NAT, Raw Filtering, Filtering in Firewall seems ok because if I do a “manual failover” (enabling the correct secondary default route in /ip/route and disabling the primary), I can access Internet from my LAN.

But when I leave the routing decision to ROS no, I can’t even ping internet hosts from the router.

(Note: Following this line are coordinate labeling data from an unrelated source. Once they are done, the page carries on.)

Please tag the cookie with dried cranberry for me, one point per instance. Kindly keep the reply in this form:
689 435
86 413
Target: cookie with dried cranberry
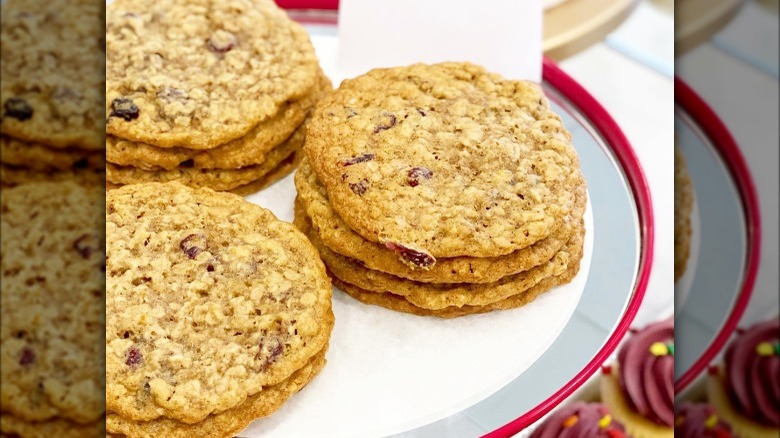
437 296
228 423
40 157
53 313
399 304
52 82
446 160
197 74
209 298
217 179
247 150
338 237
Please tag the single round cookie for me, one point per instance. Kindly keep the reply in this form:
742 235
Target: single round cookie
11 426
209 299
39 157
51 89
399 304
437 296
217 179
199 73
53 312
446 160
247 150
225 424
683 203
337 236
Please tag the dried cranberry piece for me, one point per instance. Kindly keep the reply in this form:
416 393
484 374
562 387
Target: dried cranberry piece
18 108
269 352
124 108
359 188
387 125
358 159
86 245
414 257
418 173
193 245
134 357
27 358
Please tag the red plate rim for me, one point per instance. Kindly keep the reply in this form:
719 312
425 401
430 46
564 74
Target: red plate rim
606 126
720 137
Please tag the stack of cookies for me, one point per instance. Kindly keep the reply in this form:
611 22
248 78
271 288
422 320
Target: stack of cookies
441 190
209 94
216 312
50 91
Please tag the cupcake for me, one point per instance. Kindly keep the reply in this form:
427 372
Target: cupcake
745 390
639 388
580 420
700 420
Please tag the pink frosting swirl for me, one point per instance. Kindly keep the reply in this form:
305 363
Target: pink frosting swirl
646 362
698 420
580 420
753 373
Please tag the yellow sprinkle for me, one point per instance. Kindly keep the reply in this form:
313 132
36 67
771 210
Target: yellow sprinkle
765 349
571 421
659 349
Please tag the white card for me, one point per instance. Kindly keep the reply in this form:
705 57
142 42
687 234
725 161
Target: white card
504 36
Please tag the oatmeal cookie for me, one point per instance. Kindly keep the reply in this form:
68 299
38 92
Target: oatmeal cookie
53 313
445 160
247 150
209 299
199 73
399 304
51 85
337 236
436 296
225 424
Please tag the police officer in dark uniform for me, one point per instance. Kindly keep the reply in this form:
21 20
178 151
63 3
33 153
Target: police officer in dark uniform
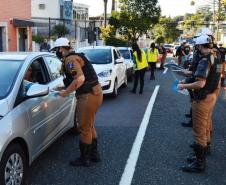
222 51
205 87
191 79
83 79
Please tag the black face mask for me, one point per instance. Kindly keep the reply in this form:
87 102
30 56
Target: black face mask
59 54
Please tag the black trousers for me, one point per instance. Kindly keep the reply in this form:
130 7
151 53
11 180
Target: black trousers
139 74
152 66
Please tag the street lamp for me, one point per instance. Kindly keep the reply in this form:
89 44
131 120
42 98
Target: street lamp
105 12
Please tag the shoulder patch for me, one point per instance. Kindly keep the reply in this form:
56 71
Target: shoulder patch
70 66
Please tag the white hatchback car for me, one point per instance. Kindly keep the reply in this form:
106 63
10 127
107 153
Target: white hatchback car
127 54
109 66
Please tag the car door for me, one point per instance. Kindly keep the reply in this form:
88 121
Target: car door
48 114
119 67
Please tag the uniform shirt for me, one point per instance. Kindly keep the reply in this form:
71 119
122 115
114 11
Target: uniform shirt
186 49
222 51
73 65
202 70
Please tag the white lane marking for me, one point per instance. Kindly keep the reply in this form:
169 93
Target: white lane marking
127 175
164 72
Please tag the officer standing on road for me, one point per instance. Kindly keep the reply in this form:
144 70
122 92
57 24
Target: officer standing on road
222 53
191 79
140 62
205 87
152 59
84 81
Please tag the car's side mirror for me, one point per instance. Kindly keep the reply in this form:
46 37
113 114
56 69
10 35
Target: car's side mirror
37 90
119 61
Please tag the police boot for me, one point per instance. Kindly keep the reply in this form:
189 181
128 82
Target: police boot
208 148
94 156
199 164
84 159
189 124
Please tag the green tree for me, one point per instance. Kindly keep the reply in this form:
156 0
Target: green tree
60 30
165 31
193 22
136 17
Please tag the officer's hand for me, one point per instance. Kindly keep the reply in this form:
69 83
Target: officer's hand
186 72
180 86
63 93
182 81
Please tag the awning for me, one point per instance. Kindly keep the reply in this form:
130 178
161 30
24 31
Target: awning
22 23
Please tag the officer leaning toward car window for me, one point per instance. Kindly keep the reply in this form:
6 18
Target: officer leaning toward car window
190 79
140 63
152 59
83 79
205 92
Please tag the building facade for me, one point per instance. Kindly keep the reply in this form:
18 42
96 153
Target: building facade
15 25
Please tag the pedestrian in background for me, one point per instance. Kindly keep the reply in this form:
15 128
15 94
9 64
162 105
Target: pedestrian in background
222 53
140 63
180 52
89 96
205 92
45 47
163 52
152 59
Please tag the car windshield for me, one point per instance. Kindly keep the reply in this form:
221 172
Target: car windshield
8 70
98 56
168 46
125 53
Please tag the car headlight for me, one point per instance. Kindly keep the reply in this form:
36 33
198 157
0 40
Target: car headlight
106 73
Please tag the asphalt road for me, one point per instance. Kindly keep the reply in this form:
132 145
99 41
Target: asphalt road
163 150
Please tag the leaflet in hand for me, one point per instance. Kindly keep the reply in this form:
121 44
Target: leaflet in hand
175 89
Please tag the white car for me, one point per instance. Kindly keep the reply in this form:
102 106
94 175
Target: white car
127 54
32 114
109 66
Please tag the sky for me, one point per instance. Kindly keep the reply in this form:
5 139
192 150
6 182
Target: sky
169 7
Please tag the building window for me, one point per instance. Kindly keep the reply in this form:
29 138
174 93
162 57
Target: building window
41 6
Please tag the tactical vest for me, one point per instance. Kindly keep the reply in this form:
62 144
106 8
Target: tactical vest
143 63
91 78
212 80
152 56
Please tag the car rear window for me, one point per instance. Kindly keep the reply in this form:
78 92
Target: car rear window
8 74
98 56
125 53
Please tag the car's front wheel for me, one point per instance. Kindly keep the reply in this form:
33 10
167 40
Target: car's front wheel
13 166
125 81
115 89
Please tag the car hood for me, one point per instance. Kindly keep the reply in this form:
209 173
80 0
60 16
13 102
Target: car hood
102 67
127 61
4 107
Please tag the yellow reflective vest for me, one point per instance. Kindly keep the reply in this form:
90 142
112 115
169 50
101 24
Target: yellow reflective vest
141 64
152 56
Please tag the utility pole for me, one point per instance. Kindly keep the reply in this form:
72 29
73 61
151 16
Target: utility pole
214 16
49 28
105 13
219 17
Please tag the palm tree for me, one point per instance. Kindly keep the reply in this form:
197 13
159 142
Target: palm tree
113 6
105 12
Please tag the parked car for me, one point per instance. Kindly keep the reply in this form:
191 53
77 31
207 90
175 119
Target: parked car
109 66
169 48
32 114
175 50
127 54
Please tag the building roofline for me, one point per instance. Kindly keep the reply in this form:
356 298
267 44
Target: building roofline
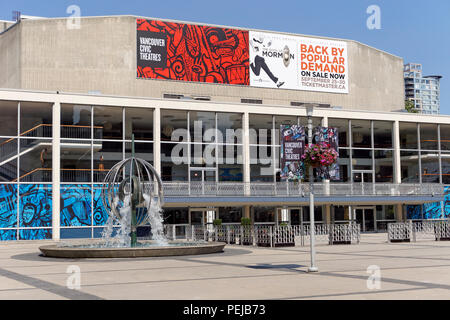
433 76
221 26
327 111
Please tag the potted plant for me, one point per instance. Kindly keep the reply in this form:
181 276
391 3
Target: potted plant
319 155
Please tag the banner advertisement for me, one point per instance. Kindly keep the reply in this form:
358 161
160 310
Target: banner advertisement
168 50
292 148
323 65
176 51
273 60
329 136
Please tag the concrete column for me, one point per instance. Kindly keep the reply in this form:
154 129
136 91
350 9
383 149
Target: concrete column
246 152
157 140
326 182
56 179
328 213
399 212
246 211
397 162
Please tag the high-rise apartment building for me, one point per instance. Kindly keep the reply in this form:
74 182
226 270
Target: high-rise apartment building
422 90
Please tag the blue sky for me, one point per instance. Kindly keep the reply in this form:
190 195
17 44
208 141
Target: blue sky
416 30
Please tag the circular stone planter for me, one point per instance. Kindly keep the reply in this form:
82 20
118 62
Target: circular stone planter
150 251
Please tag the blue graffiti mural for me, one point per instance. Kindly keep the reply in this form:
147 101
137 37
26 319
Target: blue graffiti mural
35 234
8 235
100 213
431 210
75 205
8 206
35 205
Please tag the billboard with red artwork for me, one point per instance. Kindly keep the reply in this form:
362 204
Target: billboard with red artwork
186 52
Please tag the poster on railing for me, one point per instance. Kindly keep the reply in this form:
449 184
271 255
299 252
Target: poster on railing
329 136
292 148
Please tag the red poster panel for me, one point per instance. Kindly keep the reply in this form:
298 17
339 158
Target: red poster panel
168 50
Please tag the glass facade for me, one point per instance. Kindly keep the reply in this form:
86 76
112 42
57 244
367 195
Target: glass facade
196 147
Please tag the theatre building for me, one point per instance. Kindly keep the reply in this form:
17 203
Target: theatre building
205 104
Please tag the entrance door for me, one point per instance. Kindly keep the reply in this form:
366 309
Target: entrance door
364 182
365 216
362 176
202 180
202 216
296 216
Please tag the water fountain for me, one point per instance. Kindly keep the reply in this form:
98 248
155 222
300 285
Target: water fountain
132 194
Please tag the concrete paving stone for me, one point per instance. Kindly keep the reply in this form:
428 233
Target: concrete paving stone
419 270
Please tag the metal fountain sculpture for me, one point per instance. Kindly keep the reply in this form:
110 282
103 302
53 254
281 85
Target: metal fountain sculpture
129 193
132 194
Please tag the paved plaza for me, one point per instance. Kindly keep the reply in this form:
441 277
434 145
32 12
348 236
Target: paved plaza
418 270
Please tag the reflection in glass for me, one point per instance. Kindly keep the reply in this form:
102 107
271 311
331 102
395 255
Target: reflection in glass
382 134
139 121
408 135
428 136
342 126
111 120
430 167
361 136
409 166
383 166
76 122
35 119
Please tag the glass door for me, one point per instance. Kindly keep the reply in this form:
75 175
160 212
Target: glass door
202 180
364 181
365 216
296 216
197 216
362 176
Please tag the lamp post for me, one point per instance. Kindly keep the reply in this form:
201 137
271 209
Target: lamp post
312 268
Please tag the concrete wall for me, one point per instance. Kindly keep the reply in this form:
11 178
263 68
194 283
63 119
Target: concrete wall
101 56
10 44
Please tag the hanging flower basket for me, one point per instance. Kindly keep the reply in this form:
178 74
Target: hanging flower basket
319 155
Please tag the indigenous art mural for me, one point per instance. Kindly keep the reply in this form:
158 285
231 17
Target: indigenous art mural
176 51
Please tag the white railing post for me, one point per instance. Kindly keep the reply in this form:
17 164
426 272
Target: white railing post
56 173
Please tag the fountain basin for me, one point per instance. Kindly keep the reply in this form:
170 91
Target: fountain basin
132 252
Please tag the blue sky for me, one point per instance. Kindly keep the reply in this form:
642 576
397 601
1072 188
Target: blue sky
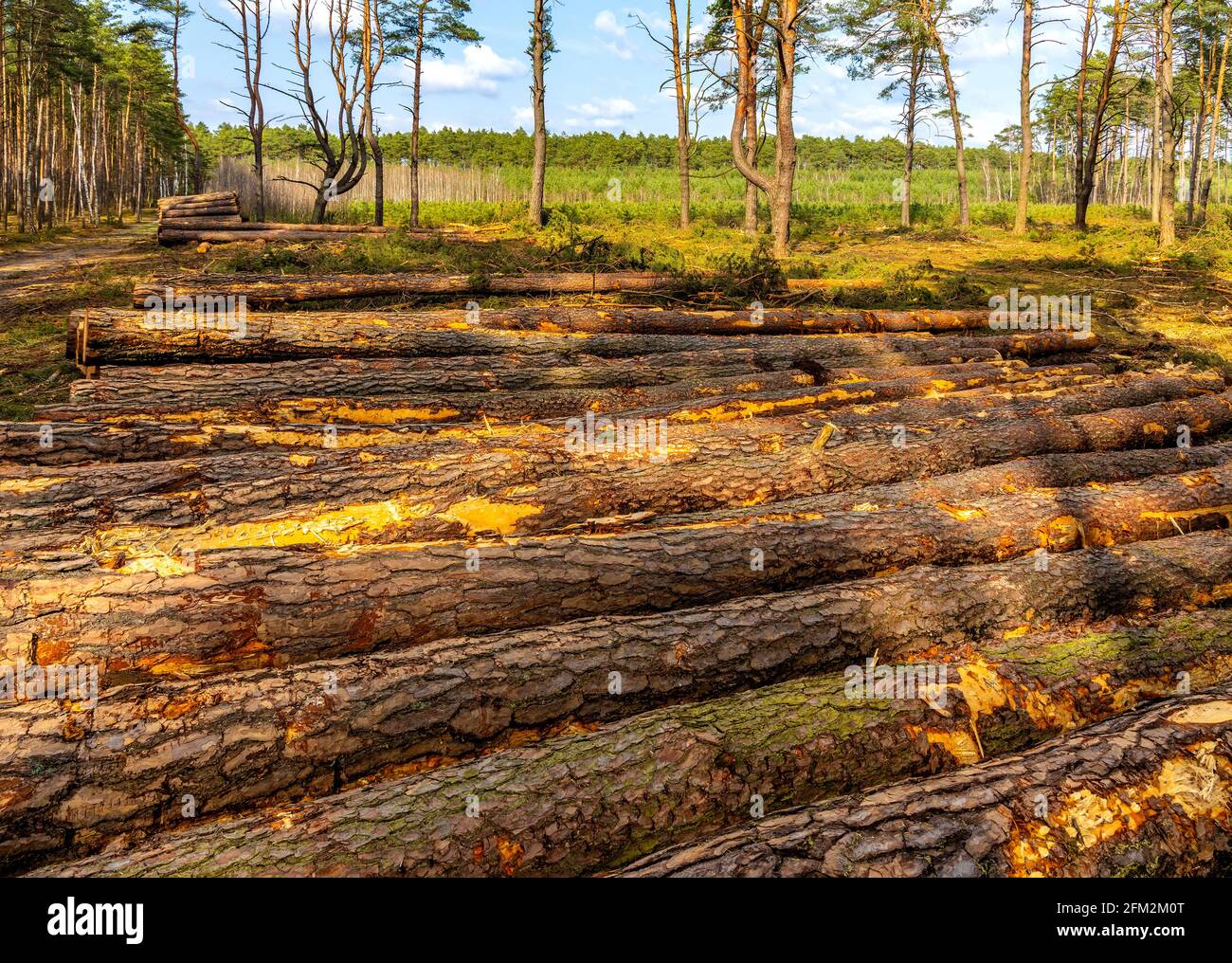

What i did is summazied in the following code.

/ip/firewall/mangle
add action=mark-routing chain=output comment="Mark routing ISP1" new-routing-mark=ISP1 out-interface-list=\
    "WAN ISP1" passthrough=no
add action=mark-routing chain=output comment="Mark routing ISP2" new-routing-mark=ISP2 out-interface-list=\
    "WAN ISP2" passthrough=no



/ip route
add disabled=yes distance=1 dst-address=0.0.0.0/0 gateway=172.30.32.126 pref-src="" routing-table=main \
    scope=30 suppress-hw-offload=no target-scope=10 vrf-interface=vlan-wan-isp-l2
add disabled=yes distance=1 dst-address=0.0.0.0/0 gateway=192.168.0.1 pref-src="" routing-table=main \
    scope=30 suppress-hw-offload=no target-scope=10 vrf-interface=vlan-wan-isp-l2
    
add disabled=no distance=1 dst-address=8.8.8.8/32 gateway=172.30.32.126 pref-src="" routing-table=main \
    scope=10 suppress-hw-offload=yes target-scope=10
add disabled=no distance=1 dst-address=8.8.4.4/32 gateway=192.168.0.1 pref-src="" routing-table=main \
    scope=10 suppress-hw-offload=yes target-scope=10

add check-gateway=ping disabled=no distance=1 dst-address=0.0.0.0/0 gateway=8.8.8.8 pref-src="" \
    routing-table=ISP1 scope=30 suppress-hw-offload=yes target-scope=11
add check-gateway=ping disabled=no distance=2 dst-address=0.0.0.0/0 gateway=8.8.4.4 pref-src="" \
    routing-table=ISP1 scope=30 suppress-hw-offload=yes target-scope=11

add check-gateway=ping disabled=no distance=1 dst-address=0.0.0.0/0 gateway=8.8.4.4 pref-src="" \
    routing-table=ISP2 scope=30 suppress-hw-offload=yes target-scope=11
add check-gateway=ping disabled=no distance=2 dst-address=0.0.0.0/0 gateway=8.8.8.8 pref-src="" \
    routing-table=ISP2 scope=30 suppress-hw-offload=yes target-scope=11

Any help?

Understanding the requirements is key.

a. identify user(s)/device(s) or groups of users/devices on the network
b. identify what traffic needs they have including the admin.

Why do you need queues.
What is the purpose of failover → Primary to Secondary?
Do all users go to Primary or is there a mix.
Do any external users come into play ( port forwarding to servers, or VPN into router )?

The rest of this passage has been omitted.